Moses Reicherson is the name of the principal. "Man of wisdom" of the purest kind, probably the finest Hebrew grammarian in New York, and one of the finest in the world, his income from his position at the head of the school is $5 a week. He is seventy-three years old, wears a thick gray beard, a little cap on his head, and a long black coat. His wife is old and bent. They are alone in their miserable little apartment on East One Hundred and Sixth Street. Their son died a year or two ago, and to cover the funeral expenses Mr. Reicherson tried in vain to sell his "Encyclopædia Britannica." But, nevertheless, the old scholar, who had been bending over his closely written manuscript, received the visitor with almost cheerful politeness, and told the story of his work and of his ambitions. Of his difficulties and privations he said little, but they shone through his words and in the character of the room in which he lived.
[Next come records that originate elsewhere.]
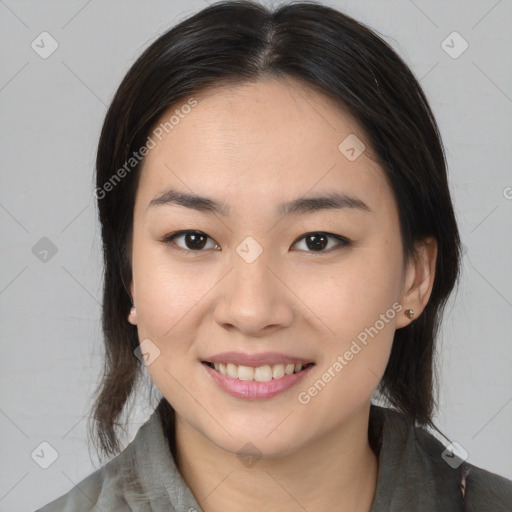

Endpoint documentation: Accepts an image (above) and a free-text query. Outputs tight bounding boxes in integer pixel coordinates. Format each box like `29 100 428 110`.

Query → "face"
128 77 424 458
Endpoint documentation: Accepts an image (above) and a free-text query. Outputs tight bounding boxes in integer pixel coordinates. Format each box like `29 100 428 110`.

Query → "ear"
128 280 137 325
395 236 437 329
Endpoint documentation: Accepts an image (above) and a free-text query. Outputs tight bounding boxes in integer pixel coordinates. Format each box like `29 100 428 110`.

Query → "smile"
201 361 316 400
202 361 315 381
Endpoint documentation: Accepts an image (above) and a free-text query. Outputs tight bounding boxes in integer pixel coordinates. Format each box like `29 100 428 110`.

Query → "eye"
162 230 220 253
163 230 350 254
291 232 350 253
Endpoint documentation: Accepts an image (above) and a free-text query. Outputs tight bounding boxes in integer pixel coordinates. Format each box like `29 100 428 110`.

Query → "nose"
213 247 295 336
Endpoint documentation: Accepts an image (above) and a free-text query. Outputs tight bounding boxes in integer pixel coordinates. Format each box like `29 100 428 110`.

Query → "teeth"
226 363 238 379
211 362 308 381
272 364 285 379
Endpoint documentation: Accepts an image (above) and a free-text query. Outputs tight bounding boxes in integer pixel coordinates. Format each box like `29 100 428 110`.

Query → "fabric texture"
35 404 512 511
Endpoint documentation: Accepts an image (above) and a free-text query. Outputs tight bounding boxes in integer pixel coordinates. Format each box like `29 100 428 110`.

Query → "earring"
405 308 414 319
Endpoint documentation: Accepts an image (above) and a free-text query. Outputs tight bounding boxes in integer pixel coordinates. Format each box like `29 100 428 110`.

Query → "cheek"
294 241 402 398
294 247 403 339
131 242 212 342
132 257 211 400
296 269 400 419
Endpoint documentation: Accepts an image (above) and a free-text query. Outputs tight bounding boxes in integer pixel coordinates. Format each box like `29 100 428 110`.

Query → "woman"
37 1 512 511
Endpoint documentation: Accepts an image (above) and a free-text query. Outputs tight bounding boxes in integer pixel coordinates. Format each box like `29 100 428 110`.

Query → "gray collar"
122 404 468 511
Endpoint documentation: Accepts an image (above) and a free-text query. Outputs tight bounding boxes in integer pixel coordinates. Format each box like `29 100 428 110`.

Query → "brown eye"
183 232 207 250
305 233 328 251
163 230 349 254
292 232 350 253
163 231 220 252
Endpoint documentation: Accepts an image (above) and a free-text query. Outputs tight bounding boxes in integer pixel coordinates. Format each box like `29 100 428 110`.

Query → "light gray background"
1 1 511 511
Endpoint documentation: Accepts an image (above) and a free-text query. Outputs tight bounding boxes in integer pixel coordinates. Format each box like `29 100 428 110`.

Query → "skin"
127 76 437 512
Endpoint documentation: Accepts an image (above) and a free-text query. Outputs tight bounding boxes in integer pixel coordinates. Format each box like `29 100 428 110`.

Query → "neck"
174 402 379 512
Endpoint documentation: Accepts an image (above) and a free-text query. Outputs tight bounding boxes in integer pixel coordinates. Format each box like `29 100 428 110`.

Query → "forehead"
136 77 393 216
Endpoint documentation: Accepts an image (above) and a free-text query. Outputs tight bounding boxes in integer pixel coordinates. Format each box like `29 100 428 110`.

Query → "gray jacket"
35 404 512 511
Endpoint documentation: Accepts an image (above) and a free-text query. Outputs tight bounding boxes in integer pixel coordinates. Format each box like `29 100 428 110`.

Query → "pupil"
186 232 206 250
306 233 327 251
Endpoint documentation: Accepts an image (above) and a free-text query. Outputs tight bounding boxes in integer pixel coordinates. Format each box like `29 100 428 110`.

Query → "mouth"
201 361 316 381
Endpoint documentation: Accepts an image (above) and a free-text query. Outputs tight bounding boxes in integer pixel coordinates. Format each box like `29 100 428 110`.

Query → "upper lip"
202 351 315 367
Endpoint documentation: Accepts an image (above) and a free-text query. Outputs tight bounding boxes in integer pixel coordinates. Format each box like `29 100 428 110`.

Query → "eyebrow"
147 187 372 217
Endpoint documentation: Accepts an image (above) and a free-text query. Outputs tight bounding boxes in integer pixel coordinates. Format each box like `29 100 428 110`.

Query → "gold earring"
405 308 414 319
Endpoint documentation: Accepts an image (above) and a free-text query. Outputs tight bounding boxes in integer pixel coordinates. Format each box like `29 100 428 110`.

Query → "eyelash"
161 230 351 255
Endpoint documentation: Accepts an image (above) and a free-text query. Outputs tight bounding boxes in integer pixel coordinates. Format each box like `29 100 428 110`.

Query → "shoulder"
34 446 137 512
34 417 150 512
461 461 512 511
34 406 198 512
371 404 512 511
34 464 116 512
412 415 512 509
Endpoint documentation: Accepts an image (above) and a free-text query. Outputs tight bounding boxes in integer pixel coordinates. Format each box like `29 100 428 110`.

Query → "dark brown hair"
89 0 462 461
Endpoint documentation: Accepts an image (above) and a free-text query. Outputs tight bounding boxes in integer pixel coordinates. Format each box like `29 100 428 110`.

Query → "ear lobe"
128 280 137 325
128 305 138 325
396 237 437 328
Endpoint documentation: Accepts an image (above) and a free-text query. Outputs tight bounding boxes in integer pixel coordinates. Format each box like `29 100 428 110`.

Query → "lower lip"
201 362 315 400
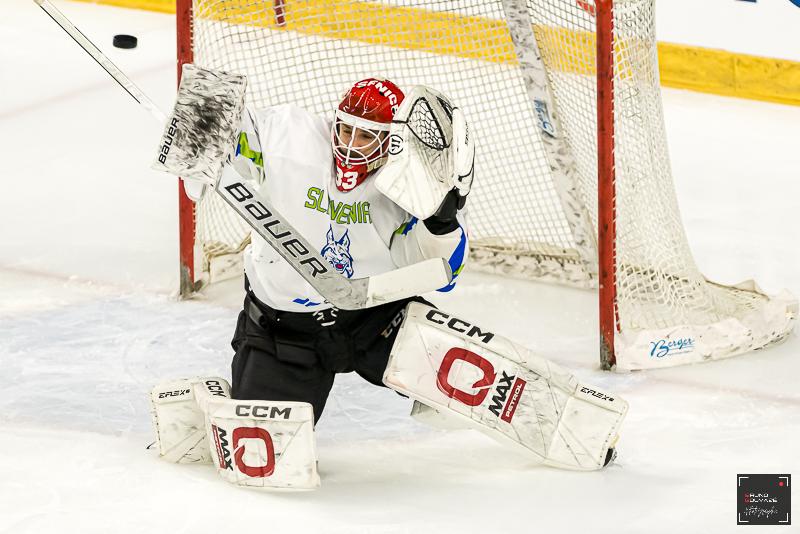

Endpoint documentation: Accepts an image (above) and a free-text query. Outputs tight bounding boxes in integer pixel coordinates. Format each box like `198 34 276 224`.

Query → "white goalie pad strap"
204 399 320 490
152 63 247 185
376 86 471 220
150 377 230 464
383 303 628 471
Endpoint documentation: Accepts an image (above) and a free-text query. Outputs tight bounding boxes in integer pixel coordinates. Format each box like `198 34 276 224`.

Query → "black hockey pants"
230 282 431 422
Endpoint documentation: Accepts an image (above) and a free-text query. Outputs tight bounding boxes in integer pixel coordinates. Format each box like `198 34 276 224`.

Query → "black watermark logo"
737 474 791 525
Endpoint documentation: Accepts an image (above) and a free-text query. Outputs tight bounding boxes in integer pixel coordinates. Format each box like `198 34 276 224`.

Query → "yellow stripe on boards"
70 0 800 106
72 0 176 13
658 43 800 107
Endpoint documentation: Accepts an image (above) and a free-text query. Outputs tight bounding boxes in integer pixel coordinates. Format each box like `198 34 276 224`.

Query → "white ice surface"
1 1 799 533
656 0 800 62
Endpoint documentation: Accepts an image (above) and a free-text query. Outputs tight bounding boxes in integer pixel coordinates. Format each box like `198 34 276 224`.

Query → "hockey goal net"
175 0 795 370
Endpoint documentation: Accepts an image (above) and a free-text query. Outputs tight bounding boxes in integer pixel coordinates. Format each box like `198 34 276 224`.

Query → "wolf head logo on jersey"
321 226 354 278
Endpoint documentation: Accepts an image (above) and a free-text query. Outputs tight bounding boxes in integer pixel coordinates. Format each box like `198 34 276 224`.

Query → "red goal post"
596 0 617 368
176 0 196 298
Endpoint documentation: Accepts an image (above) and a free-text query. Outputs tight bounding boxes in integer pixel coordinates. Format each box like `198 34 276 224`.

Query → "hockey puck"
113 34 138 49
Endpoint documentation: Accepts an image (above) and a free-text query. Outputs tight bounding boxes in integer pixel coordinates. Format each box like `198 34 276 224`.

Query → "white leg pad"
204 399 320 490
383 302 628 471
150 377 230 464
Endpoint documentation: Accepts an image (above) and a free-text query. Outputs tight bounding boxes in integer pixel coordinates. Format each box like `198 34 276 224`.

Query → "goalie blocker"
384 302 627 470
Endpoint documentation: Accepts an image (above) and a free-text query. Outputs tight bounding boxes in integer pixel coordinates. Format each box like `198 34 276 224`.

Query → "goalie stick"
33 0 453 309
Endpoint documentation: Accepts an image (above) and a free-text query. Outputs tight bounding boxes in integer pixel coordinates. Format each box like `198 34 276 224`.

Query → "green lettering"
331 201 344 222
303 190 371 225
337 204 353 225
316 190 329 214
304 187 322 210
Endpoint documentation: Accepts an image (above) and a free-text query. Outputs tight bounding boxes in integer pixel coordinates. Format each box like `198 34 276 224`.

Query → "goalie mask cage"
176 0 796 371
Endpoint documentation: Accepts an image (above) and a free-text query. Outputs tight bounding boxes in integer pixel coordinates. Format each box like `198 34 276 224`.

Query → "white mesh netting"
185 0 795 369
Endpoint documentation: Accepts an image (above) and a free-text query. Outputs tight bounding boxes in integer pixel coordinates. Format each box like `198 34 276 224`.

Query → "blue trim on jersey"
400 216 418 236
292 297 322 307
437 225 467 292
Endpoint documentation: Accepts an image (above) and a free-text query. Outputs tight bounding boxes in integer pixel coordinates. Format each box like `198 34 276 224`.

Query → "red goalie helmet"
331 78 404 192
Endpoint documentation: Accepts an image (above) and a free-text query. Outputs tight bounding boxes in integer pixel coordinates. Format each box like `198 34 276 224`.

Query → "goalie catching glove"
375 86 475 228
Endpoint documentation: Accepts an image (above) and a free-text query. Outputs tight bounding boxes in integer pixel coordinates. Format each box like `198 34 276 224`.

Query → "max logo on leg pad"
435 348 527 423
212 424 277 478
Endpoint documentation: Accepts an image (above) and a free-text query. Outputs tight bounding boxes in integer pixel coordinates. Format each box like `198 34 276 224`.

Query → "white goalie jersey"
225 104 468 312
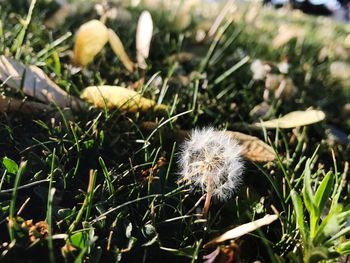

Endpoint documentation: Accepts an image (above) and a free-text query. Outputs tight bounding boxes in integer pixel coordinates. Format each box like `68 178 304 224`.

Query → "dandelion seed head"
178 127 244 201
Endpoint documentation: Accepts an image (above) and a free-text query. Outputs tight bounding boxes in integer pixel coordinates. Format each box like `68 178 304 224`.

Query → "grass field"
0 0 350 262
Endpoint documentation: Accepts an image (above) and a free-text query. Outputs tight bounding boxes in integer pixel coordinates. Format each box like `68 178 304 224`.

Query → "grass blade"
291 189 307 244
314 171 334 217
46 148 56 263
8 161 27 241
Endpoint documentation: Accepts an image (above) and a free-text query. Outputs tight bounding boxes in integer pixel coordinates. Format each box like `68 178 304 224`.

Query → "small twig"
17 197 31 216
107 230 113 251
90 194 161 224
0 179 52 194
186 194 206 215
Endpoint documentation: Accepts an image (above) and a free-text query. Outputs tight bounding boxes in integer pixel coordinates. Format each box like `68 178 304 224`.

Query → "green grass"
0 0 350 262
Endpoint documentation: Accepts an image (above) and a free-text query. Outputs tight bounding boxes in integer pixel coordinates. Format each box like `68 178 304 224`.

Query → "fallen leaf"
73 20 109 66
0 55 84 110
255 109 325 129
80 85 156 112
204 214 278 247
136 11 153 69
329 61 350 81
108 29 134 73
222 131 276 162
141 122 276 162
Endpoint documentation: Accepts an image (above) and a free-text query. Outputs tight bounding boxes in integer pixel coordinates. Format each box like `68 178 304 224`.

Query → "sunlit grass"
0 0 349 262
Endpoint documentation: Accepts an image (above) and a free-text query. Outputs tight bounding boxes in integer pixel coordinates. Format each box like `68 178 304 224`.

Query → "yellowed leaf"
73 20 109 66
204 214 278 247
255 109 326 129
0 55 84 110
80 85 156 112
108 29 134 73
136 11 153 69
Born in Vilna, sometimes called the Jerusalem of Lithuania or the Athens of modern Judæa because of the number of enlightened Jews who have been born there, many of whom now live in the Russian Jewish quarter of New York, he has retained the faith of his orthodox parents, a faith, however, springing from the pure origin of Judaism rather than holding to the hair-splitting distinctions later embodied in the Talmud. He was a teacher of Hebrew in his native town for many years, where he stayed until he came to New York some years ago to be near his son. His two great intellectual interests, subordinated indeed to the love of the old literature and religion, have been Hebrew grammar and the moral fables of several languages. On the former he has written an important work, and of the latter has translated much of Lessing's and Gellert's work into pure Hebrew. He has also translated into his favorite tongue the Russian fable-writer Krilow; has written fables of his own, and a Hebrew commentary on the Bible in twenty-four volumes. He loves the fables "because they teach the people and are real criticism; they are profound and combine fancy and thought." Many of these are still in manuscript, which is characteristic of much of the work of these scholars, for they have no money, and publishers do not run after Hebrew books. Also unpublished, written in lovingly minute characters, he has a Hebrew prayer-book in many volumes. He has written hundreds of articles for the Hebrew weeklies and monthlies, which are fairly numerous in this country, but which seldom can afford to pay their contributors. At present he writes exclusively for a Hebrew weekly published in Chicago, Regeneration, the object of which is to promote "the knowledge of the ancient Hebrew language and literature, and to regenerate the spirit of the nation." For this he receives no pay, the editor being almost as poor as himself. But he writes willingly for the love of the cause, "for universal good"; for Reicherson, in common with the other neglected scholars, is deeply interested in revivifying what is now among American Jews a dead language. He believes that in this way only can the Jewish people be taught the good and the true.